When do you think there will be an Android app that could accurately perform real time object recognition?
When do you think there will be an Android app that could accurately perform real time object recognition?
In Star Wars Rebels, there was an E-XD-series infiltrator droid that could quickly take inventory of everything in a Rebel warehouse. With the advanced object recognition capabilities of modern AI, it’s only a matter of time before an app for Android can accurately and rapidly identify and store objects in real-time from video capture. This could be similar to a home inventory app where users only need to capture video and move around the house instead of taking pictures and labeling items. When do you think such an app will become available? Also, what is the closest app available right now?
edit: I didn't say offline or on-device, I don't know why everyone assumes that. I mean a service offered through an Android app.
Modern AI, as you're seeing it today, is processed by massive data centers online with thousands of processing units running in parallel, not by your local device. Your device would be way too slow to expect any sort of realtime object recognition, at least with the current state of technology.
TL;DR - I don't think it'll happen anytime soon, at least not on your local device.

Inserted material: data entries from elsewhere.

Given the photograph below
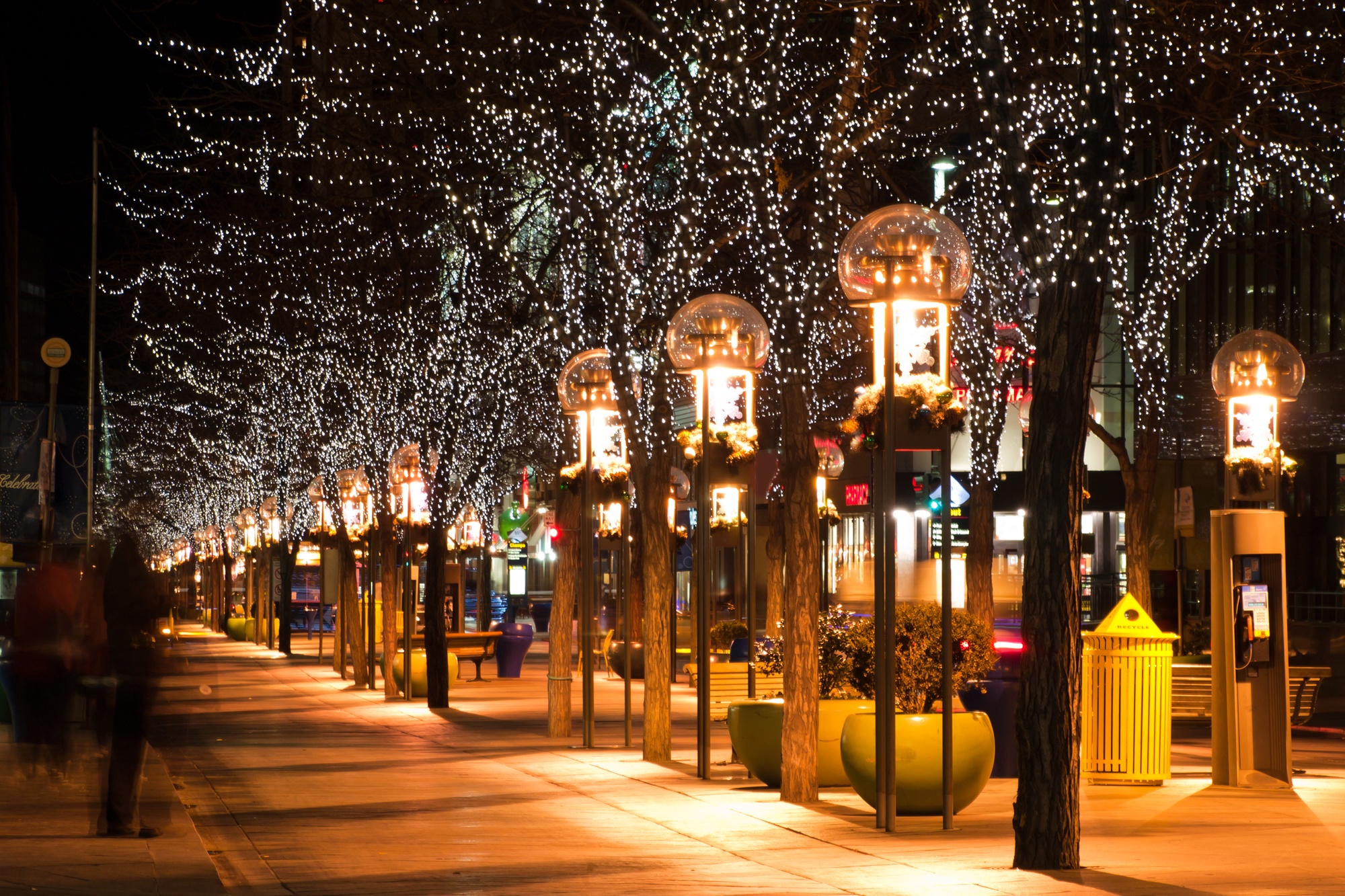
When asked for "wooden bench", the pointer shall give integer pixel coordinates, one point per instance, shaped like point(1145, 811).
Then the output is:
point(469, 645)
point(730, 682)
point(1192, 694)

It would take a super fast and steady connection to the AI service.
Don’t underestimate the potential for optimization when you can constrain the problem to a narrow range of uses. Model pruning and custom silicon go far. Voice assistants used to be purely cloud compute, but a lot of common use cases are done on device now.
Yes, I've been testing FUTO Voice Recognition lately. It's awesome as hell, but it is far from realtime. And this ain't even object recognition, it's only voice recognition.
https://voiceinput.futo.org/
https://play.google.com/store/apps/details?id=org.futo.voiceinput
Honestly, I expect some form of it in the next five years. Tech can move fast when it wants to and there’s 💵 involved.
Is Moore's Law Finally Dead?
We're not talking about image rendering, we're talking about image recognition. Although they may seem related, they are not.
It's one thing to sling a 3D model and textures to a GPU, but it's totally a different thing to take a photo and sling it against a humongous AI model being run at a datacenter with billions of images to compare it to.